The graduation day took place at the Technische Universität Berlin, where vice president Hans-Ulrich Heiß welcomed the students.  Sixty-six of the 238 graduates attended either their first or second year at the Berlin-based university. The other students went to two universities within the network that make up the EIT Digital Master School. Currently, students can choose to study at two of 18 participating universities.

The EIT Digital Master School is a European network of top technical universities that has been offering technical master’s programmes and a business minor in innovation and entrepreneurship since 2012. Students learn how to translate technological acumen into business success. Upon successful completion of their master’s, students receive two diplomas: one from each university they attended. In between the two years of their master’s, students attend a two-week Summer School where they convert real life business cases into business solutions.

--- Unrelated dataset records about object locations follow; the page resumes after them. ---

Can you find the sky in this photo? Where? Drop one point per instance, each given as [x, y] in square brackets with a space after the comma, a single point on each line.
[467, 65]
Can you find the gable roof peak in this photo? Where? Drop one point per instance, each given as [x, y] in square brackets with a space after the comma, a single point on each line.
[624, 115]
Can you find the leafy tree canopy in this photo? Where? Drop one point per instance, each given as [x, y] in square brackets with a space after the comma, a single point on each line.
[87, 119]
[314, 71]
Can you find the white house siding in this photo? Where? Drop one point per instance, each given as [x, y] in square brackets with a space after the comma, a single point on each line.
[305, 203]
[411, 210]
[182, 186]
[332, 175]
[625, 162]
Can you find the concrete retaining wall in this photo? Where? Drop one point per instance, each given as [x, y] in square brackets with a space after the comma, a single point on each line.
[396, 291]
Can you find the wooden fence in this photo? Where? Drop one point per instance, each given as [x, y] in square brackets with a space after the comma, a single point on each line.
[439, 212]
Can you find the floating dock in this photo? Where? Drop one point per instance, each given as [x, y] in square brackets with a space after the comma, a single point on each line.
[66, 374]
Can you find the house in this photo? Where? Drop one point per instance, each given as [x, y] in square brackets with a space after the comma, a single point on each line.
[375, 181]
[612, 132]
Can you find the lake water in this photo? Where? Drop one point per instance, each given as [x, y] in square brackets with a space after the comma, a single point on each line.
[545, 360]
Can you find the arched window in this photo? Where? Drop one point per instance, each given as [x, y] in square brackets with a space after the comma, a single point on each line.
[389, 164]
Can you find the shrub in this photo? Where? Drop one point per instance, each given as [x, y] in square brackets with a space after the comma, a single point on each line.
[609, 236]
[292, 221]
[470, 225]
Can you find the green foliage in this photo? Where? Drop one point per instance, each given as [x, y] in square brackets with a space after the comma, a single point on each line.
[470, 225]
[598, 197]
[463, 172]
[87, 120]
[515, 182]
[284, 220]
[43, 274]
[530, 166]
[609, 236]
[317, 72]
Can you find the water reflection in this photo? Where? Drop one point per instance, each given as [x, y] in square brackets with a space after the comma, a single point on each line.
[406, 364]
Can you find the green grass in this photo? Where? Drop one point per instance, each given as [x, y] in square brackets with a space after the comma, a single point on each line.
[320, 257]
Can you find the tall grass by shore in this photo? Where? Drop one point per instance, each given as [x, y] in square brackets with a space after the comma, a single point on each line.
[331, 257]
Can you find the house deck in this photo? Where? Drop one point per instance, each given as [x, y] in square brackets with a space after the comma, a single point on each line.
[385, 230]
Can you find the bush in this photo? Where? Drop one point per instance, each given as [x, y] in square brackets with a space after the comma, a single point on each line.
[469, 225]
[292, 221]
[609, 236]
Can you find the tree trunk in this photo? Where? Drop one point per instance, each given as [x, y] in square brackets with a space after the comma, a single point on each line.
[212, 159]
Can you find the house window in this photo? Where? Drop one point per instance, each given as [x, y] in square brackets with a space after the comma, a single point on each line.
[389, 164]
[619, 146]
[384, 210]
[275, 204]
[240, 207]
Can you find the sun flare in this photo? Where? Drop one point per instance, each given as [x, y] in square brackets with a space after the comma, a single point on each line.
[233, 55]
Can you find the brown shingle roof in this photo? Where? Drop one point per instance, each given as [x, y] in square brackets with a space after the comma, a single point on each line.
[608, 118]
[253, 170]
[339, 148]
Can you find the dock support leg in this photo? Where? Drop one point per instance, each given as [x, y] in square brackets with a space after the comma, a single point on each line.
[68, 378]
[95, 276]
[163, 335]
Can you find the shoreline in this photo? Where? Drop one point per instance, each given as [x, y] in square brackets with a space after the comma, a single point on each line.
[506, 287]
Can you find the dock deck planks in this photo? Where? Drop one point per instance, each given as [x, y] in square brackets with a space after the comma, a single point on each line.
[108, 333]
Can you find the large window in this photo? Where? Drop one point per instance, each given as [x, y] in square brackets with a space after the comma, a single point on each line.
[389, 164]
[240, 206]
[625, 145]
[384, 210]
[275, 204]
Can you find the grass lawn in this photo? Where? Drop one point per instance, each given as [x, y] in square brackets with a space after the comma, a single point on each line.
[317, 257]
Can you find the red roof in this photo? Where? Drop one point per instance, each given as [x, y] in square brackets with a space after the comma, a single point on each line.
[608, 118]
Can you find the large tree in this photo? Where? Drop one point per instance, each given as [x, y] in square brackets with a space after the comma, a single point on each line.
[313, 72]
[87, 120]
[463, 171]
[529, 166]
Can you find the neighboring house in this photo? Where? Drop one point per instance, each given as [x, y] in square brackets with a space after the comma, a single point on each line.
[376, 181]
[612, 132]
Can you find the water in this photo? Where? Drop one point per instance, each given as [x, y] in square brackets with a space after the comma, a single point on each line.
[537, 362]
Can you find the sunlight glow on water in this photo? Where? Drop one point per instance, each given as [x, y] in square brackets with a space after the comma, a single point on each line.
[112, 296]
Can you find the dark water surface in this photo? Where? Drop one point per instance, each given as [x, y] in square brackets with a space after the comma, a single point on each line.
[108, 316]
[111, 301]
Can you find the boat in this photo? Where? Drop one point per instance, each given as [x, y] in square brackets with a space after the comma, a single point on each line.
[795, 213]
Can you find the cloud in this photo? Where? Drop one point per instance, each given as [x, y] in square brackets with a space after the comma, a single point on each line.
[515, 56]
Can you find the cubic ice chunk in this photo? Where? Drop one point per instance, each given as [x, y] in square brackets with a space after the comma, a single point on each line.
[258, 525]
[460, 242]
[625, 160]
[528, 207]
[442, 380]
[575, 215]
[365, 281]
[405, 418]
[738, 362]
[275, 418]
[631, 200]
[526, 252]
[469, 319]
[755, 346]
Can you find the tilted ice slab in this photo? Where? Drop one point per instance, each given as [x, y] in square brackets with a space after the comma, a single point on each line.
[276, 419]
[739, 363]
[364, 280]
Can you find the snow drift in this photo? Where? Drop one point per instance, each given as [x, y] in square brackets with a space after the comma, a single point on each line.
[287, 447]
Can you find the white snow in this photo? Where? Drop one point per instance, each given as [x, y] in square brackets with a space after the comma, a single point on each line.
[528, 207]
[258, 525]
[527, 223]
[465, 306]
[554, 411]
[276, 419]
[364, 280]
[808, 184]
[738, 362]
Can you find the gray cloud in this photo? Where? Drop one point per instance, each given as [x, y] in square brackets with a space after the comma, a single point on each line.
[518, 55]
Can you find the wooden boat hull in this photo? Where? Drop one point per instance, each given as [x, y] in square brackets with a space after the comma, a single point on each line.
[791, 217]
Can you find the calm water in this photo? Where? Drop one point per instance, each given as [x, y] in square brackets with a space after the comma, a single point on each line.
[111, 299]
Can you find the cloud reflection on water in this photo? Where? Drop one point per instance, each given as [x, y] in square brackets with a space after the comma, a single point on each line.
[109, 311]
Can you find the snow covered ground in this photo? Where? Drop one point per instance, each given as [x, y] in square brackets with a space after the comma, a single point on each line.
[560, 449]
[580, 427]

The vast majority of students – 185 – ­succeed in finishing the 120 ECTS credits at EIT Digital Master School within the given two years - like Roman Prytkov who graduated last year, and this Saturday was talking about the startup he built together with Tolga Varol who graduated this year. DriveTrust started as a summer school case study and is now an innovation activity within the EIT Digital ecosystem.  A lot of students are building their own company, or intend to start one at some point; yet the majority put their technical and entrepreneurial skills to practice in companies for now. Most of them are already recruited before receiving their diplomas. That is what they wrote on slides that appear onscreen when they retrieve their certificate on stage. Remarkably, a lot of them want to pursue a PhD, for example an industrial one at the EIT Digital Doctoral School.

EIT Digital students come from all over the world. 54 per cent of this year’s cohort are European, and the other 46 per cent come from countries such as the USA, Australia, Pakistan, Russian, Mexico and Egypt. Most of them prefer to use their skills in Europe, which fits well with the European mission of attracting top talent to build a strong digital Europe. Of this year’s graduates, 30 per cent are female, 70 per cent male. Within Europe, the largest number of this year’s graduates come from Italy, Spain, Germany and Hungary.

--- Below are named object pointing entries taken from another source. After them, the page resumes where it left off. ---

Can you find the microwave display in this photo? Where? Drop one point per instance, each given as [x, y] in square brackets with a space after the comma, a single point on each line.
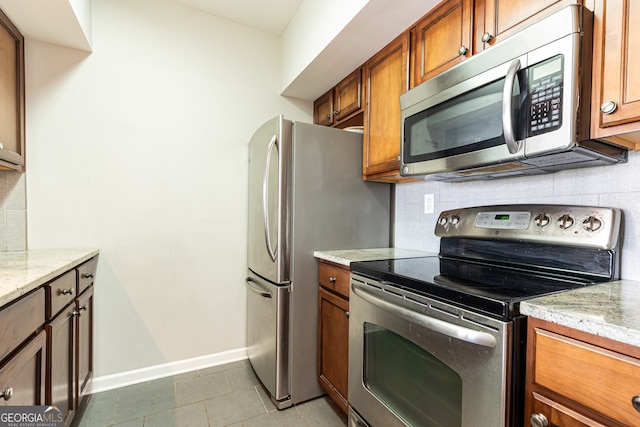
[545, 91]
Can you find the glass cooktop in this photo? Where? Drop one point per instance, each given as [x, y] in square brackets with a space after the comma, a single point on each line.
[473, 285]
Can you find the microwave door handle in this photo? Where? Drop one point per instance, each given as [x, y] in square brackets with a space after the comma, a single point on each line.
[449, 329]
[265, 199]
[507, 118]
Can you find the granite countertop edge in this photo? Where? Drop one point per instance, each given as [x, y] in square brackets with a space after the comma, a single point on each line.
[23, 271]
[347, 256]
[610, 310]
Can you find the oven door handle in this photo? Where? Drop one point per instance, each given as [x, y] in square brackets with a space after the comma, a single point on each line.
[449, 329]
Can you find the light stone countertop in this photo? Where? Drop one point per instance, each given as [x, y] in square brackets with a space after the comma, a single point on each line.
[23, 271]
[610, 310]
[347, 256]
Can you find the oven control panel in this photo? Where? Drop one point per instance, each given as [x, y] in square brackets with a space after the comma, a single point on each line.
[586, 226]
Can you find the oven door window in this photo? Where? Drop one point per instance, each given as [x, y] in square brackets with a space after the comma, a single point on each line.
[414, 384]
[467, 123]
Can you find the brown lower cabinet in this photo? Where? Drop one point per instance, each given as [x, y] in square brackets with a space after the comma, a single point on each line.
[575, 379]
[60, 344]
[70, 340]
[46, 343]
[333, 331]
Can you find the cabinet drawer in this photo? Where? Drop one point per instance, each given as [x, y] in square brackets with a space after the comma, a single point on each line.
[86, 273]
[600, 379]
[20, 319]
[60, 292]
[334, 278]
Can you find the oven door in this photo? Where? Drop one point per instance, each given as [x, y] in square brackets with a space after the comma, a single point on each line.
[414, 361]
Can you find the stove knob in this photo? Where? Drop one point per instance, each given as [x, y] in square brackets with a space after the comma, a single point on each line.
[541, 220]
[565, 222]
[592, 224]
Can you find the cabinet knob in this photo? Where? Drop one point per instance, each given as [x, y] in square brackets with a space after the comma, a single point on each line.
[608, 107]
[77, 313]
[538, 420]
[7, 393]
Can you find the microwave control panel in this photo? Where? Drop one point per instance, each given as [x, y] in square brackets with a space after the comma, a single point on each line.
[545, 95]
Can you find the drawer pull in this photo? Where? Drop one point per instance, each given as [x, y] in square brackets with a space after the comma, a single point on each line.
[487, 37]
[538, 420]
[7, 393]
[608, 107]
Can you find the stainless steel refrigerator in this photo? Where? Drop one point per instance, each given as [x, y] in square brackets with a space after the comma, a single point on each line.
[306, 193]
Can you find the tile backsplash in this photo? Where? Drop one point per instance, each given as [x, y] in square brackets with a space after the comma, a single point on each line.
[611, 186]
[13, 211]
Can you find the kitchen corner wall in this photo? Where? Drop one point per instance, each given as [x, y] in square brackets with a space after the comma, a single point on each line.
[13, 211]
[611, 186]
[140, 149]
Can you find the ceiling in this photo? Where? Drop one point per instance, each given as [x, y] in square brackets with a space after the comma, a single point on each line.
[271, 16]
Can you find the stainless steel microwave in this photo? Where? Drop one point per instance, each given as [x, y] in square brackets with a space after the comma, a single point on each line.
[521, 107]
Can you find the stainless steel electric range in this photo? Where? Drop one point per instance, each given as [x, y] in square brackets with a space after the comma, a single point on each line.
[440, 341]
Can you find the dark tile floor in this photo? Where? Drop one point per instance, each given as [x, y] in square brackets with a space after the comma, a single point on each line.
[227, 395]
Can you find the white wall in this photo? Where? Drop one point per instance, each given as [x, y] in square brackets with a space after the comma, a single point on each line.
[140, 149]
[613, 186]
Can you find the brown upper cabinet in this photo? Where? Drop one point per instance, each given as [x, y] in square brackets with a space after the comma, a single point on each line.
[441, 39]
[456, 29]
[386, 77]
[11, 96]
[341, 103]
[615, 107]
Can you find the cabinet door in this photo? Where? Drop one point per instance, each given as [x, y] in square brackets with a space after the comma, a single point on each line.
[386, 77]
[616, 59]
[441, 39]
[323, 109]
[499, 19]
[60, 337]
[11, 95]
[84, 343]
[333, 346]
[22, 377]
[348, 96]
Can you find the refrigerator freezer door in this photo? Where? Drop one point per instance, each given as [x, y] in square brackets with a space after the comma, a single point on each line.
[269, 205]
[268, 335]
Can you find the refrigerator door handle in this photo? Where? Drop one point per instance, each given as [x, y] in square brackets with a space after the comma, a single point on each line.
[257, 290]
[273, 252]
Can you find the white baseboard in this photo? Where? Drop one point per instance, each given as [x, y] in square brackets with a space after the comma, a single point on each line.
[122, 379]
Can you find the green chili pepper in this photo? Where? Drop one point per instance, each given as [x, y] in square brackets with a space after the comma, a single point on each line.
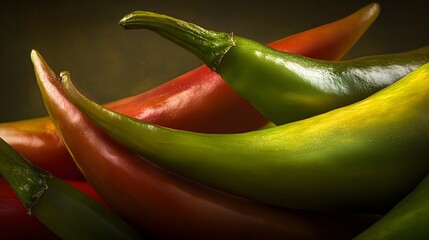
[67, 212]
[284, 87]
[409, 219]
[362, 157]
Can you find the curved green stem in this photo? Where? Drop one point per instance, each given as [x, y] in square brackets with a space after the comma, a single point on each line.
[209, 46]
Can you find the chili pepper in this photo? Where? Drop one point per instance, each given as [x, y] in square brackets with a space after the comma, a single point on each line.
[284, 87]
[16, 223]
[69, 213]
[407, 220]
[170, 206]
[197, 101]
[348, 159]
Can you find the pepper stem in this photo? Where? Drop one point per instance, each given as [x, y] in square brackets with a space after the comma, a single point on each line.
[27, 180]
[209, 46]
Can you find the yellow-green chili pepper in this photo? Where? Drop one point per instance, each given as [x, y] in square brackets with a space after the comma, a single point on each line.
[284, 87]
[362, 157]
[67, 212]
[409, 219]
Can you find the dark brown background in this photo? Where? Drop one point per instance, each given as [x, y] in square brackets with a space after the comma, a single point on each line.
[107, 62]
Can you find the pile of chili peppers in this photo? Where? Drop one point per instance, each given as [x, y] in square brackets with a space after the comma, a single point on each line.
[284, 141]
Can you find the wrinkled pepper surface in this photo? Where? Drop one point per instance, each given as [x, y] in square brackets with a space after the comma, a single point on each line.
[407, 220]
[167, 205]
[67, 212]
[363, 157]
[197, 101]
[16, 223]
[284, 87]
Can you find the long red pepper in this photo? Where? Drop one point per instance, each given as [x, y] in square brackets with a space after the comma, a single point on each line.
[197, 101]
[16, 223]
[167, 205]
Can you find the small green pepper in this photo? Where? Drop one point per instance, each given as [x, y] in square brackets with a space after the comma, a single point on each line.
[284, 87]
[362, 157]
[67, 212]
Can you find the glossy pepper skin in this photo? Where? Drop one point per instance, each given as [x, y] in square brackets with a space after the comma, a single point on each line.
[407, 220]
[167, 205]
[16, 223]
[67, 212]
[197, 101]
[284, 87]
[349, 159]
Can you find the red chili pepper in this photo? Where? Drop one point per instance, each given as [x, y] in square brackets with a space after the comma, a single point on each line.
[169, 206]
[16, 223]
[197, 101]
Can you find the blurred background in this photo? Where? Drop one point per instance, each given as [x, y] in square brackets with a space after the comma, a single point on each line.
[108, 63]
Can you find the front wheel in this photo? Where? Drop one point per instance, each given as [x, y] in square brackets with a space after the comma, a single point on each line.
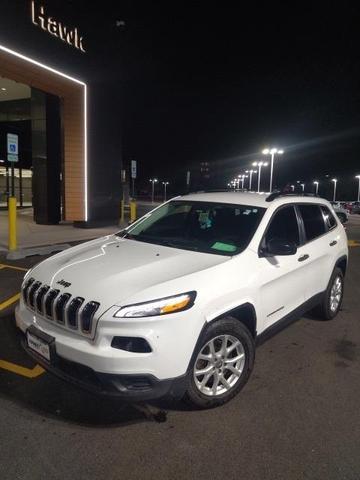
[223, 364]
[331, 303]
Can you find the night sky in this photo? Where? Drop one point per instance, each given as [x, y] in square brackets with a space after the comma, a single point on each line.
[204, 81]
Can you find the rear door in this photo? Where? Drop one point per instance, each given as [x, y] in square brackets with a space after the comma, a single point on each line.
[319, 244]
[283, 279]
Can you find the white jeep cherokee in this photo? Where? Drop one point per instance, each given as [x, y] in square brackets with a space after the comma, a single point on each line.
[175, 303]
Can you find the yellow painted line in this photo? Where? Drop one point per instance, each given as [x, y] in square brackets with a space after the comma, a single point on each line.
[9, 301]
[353, 243]
[3, 265]
[23, 371]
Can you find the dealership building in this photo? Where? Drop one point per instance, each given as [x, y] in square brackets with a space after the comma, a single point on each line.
[59, 94]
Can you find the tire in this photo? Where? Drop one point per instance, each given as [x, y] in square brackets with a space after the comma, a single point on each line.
[227, 332]
[328, 310]
[342, 217]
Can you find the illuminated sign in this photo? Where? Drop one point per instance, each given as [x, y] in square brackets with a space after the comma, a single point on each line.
[55, 28]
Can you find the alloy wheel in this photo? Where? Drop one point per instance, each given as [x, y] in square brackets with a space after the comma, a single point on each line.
[219, 365]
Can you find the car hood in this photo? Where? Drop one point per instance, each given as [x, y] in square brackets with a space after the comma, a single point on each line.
[112, 269]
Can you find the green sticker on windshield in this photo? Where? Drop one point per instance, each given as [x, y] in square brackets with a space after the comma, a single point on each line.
[224, 247]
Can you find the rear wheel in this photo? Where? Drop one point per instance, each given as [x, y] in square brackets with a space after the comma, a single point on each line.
[333, 297]
[223, 363]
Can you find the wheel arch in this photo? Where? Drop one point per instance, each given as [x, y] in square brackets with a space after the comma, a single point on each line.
[342, 264]
[245, 313]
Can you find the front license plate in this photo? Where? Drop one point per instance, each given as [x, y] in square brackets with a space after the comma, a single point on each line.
[38, 345]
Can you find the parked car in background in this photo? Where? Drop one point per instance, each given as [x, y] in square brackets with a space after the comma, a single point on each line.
[355, 208]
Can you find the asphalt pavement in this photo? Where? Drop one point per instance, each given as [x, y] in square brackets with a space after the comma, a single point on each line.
[297, 418]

Graduates have studied different programmes. Data Science, a programme that started four years ago, delivers the most students: 61, followed by Embedded systems (51) and Human Computer Interaction and Design (39). Among the cohort, 23 may call themselves security & privacy engineers and 23 cloud computing and services specialists. Other programmes are Internet Technology and Architecture (15), Digital Media Technology (17) and Software and Service Architecture (7).

In the speeches students were challenged to aim high and innovate for the greater good. Willem Jonker, CEO EIT Digital, called on students to use their technical knowledge and business skills to “bring technology to market in order to benefit society and not threaten it”. That call was, in slightly different words, repeated by Ana Trbovic of EIT. Georg Hauer, general manager of the online German bank N26 echoed this sentiment. “If a goal seems achievable, you are probably aiming too low.” 

Arturo Varona, head of the EIT Digital Master School, said he was very proud of the students. “The skills our students learn are needed to build a strong digital Europe. That is what we expect them to do as well.”